C’est la première question à laquelle s’attelle cet ouvrage, en proposant une socio-histoire du salafisme égyptien s’étendant sur le temps long, depuis son émergence organisée dans les cercles savants du Caire des années 1920 jusqu’à la période la plus récente. Il s’agira d’étudier, de manière diachronique, les transformations de la normativité islamique dans l’Égypte du XXe et du début du XXIe siècle, en portant le regard sur les acteurs individuels et collectifs à l’origine de ces transformations et sur les contextes politiques et sociaux dans lesquels ils ont opéré. […]

Ce travail est traversé par un second questionnement qui lui sert de fil rouge : comment penser la relation que le salafisme – cette fois plus seulement comme discours ou vision du monde, mais comme mouvance agissante – entretient avec le politique ?

La position de l’essentiel des salafistes égyptiens est certes relativement claire jusqu’aux années 1970 : elle consiste en un évitement de la chose politique complété, chaque fois que nécessaire, par de bruyantes déclarations d’allégeance aux autorités en place, quelles qu’elles soient. Cette position s’est néanmoins complexifiée depuis, lorsque le salafisme a commencé à subir les influences des mouvances islamiques concurrentes.

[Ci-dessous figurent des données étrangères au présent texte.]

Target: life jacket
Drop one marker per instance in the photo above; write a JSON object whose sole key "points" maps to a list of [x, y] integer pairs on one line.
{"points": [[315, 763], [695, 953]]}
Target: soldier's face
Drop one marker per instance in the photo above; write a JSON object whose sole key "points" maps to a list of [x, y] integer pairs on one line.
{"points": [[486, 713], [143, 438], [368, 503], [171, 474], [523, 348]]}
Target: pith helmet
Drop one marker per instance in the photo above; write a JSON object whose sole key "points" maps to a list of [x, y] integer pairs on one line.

La naissance à la fin des années 1970 du premier mouvement social organisé se réclamant du salafisme, la Prédication salafiste, marque en ce sens une rupture. Plus de trente ans plus tard, ce même mouvement entrera dans l’Histoire en engendrant le parti al-Nour, seconde force politique du premier parlement démocratiquement élu de l’Égypte post-révolutionnaire.

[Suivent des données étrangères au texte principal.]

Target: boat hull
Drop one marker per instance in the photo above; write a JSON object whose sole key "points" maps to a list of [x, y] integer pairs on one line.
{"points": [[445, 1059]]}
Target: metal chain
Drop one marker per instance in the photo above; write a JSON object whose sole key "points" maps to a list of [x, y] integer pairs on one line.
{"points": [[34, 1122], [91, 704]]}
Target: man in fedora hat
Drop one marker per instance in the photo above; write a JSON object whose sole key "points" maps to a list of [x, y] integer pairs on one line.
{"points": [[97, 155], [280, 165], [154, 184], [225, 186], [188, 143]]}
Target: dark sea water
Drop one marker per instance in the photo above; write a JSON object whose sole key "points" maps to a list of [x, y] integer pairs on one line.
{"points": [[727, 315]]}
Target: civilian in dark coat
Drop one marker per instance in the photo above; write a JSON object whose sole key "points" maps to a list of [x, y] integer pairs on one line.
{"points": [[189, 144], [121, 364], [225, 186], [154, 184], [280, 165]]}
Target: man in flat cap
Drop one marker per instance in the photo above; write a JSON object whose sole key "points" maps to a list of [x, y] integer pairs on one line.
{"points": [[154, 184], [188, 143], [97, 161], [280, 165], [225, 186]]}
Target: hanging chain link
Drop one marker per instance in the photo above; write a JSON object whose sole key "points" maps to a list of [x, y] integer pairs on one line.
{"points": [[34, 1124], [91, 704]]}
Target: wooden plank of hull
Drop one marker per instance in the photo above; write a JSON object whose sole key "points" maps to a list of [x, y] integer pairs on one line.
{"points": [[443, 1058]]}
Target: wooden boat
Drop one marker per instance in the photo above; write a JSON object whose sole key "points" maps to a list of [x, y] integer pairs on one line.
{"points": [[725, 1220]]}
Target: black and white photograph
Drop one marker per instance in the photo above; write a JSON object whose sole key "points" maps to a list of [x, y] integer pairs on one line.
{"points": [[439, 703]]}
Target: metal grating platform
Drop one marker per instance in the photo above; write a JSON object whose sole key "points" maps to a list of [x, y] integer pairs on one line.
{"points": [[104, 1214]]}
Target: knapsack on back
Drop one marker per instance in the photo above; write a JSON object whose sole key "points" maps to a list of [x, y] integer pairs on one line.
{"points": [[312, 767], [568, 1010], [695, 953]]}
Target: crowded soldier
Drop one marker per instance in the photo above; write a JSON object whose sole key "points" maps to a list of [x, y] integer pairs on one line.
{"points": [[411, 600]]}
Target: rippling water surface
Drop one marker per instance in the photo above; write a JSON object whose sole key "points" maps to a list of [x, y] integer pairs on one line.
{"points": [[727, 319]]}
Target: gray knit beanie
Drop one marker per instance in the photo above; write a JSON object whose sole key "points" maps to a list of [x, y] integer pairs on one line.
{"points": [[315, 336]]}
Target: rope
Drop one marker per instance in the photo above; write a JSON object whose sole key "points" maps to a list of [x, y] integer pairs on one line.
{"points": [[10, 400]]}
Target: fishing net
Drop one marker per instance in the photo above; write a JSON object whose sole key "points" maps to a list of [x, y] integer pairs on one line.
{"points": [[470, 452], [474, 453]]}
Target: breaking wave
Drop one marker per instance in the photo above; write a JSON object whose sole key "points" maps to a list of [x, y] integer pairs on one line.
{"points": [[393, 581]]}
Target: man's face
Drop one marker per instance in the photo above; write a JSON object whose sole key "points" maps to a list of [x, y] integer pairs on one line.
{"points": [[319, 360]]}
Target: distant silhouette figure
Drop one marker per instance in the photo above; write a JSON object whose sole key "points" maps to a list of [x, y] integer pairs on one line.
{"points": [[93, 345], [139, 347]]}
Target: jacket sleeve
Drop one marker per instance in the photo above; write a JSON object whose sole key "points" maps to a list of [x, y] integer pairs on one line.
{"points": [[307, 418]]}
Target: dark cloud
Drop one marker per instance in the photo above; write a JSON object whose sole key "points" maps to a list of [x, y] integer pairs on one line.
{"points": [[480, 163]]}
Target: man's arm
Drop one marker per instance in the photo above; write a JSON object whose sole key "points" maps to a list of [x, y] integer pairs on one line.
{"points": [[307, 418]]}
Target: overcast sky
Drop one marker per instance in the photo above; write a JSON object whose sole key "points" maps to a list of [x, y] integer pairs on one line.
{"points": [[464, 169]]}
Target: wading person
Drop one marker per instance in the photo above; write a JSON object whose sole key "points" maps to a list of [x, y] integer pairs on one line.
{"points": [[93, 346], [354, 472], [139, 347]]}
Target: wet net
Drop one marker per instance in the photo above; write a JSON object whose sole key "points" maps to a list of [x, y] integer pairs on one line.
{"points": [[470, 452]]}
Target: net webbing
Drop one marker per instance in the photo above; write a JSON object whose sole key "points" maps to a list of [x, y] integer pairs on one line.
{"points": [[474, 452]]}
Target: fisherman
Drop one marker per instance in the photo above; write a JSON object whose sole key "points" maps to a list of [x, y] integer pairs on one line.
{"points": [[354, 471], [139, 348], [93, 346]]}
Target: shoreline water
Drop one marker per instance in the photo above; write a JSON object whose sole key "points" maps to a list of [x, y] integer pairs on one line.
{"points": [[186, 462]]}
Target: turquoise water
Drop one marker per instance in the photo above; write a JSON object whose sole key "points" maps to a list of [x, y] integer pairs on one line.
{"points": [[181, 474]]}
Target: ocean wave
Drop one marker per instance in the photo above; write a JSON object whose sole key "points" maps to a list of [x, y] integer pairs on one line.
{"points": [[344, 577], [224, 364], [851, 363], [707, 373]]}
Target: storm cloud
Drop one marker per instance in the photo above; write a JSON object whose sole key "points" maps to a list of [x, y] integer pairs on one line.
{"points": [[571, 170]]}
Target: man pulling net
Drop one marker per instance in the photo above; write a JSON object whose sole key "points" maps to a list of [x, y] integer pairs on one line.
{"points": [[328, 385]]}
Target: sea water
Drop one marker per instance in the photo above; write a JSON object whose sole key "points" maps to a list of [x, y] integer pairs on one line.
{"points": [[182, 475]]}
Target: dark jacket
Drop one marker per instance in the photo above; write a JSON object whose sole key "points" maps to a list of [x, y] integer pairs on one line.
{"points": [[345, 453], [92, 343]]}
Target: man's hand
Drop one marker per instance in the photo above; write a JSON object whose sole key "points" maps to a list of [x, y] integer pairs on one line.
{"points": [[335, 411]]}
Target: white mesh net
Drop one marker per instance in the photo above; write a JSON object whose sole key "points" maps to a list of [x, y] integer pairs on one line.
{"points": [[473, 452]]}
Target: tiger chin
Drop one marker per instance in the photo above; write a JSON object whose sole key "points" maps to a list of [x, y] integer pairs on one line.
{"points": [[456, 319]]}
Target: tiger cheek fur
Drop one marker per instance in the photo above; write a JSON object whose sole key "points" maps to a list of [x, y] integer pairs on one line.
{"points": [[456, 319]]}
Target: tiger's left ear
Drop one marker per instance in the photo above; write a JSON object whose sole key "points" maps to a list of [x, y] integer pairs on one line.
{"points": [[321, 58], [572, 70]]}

Cet extrait est issu de « Le Crépuscule des Saints, Histoire et politique du salafisme en Égypte », de Stéphane Lacroix, qui vient de paraître aux éditions du CNRS.

Contre l’avis de ceux qui voudraient voir dans ces péripéties autant de revirements doctrinaux, cet ouvrage cherchera à décrypter la « grammaire » du salafisme égyptien, seule à même d’expliciter la logique des choix politiques faits par ses acteurs. Cette lecture « grammaticale » montrera aussi que le salafisme, devenu quasi hégémonique en tant que norme religieuse, peut aisément échapper à ceux qui s’en voudraient les promoteurs « grammaticaux » légitimes.

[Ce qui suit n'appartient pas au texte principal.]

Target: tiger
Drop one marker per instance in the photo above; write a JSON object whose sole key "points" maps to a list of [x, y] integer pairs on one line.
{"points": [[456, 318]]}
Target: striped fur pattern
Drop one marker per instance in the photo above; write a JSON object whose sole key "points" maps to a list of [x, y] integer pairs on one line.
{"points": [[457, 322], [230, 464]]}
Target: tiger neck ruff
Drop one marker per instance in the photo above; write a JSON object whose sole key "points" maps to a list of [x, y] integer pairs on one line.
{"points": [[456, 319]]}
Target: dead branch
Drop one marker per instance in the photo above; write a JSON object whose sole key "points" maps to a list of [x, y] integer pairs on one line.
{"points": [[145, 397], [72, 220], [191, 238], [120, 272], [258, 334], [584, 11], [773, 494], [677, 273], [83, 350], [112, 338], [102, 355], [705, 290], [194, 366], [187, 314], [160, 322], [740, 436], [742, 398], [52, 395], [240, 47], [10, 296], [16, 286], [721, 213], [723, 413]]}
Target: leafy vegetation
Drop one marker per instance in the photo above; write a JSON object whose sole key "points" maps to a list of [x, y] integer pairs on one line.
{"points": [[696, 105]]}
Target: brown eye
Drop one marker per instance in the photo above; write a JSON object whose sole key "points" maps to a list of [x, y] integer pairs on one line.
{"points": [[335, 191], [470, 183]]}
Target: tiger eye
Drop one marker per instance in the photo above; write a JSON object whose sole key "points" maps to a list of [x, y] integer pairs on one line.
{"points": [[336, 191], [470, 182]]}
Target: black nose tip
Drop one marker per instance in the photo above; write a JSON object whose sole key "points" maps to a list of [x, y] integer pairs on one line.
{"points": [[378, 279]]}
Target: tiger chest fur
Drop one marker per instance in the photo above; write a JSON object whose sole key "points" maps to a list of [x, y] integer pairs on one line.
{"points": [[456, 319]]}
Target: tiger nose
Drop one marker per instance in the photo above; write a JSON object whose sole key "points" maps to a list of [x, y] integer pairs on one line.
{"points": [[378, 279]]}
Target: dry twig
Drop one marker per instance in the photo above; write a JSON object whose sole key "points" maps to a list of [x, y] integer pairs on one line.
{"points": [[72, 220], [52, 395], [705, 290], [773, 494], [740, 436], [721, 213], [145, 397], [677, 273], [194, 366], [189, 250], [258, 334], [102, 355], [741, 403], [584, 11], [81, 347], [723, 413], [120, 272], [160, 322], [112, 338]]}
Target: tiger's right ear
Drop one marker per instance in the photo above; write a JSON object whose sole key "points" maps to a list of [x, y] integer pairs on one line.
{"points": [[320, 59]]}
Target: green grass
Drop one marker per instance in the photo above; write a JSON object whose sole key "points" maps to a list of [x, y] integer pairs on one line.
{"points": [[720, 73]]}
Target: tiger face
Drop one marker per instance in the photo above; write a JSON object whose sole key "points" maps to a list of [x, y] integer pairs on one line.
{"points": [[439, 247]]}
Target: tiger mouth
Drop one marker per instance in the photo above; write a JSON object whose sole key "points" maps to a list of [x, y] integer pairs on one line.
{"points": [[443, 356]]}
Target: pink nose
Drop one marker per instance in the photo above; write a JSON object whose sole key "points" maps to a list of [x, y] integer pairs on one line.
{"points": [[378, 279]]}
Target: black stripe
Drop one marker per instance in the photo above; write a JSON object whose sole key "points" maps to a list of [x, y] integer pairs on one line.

L’ouvrage se conclura ainsi sur le « salafisme révolutionnaire » de Hazim Abu Isma’il, cheikh salafiste au style populiste, véritable « ovni » politique et éphémère candidat à l’élection présidentielle de 2012 qui, étant parvenu à unir autour de lui un mouvement de soutien massif, avait un temps été pressenti pour l’emporter. Les évolutions postérieures à 2011 permettent en somme de mesurer les effets paradoxaux de la « victoire » religieuse du salafisme : devenu norme, il est voué à être réapproprié par autant d’acteurs qui en contestent le sens ; cette concurrence accrue accompagne sa politisation, qui vient remettre en cause sa prétention à la pureté doctrinale. C’est tout cela qui pourrait expliquer le reflux, certes encore très relatif, du salafisme en Égypte dans la période la plus récente.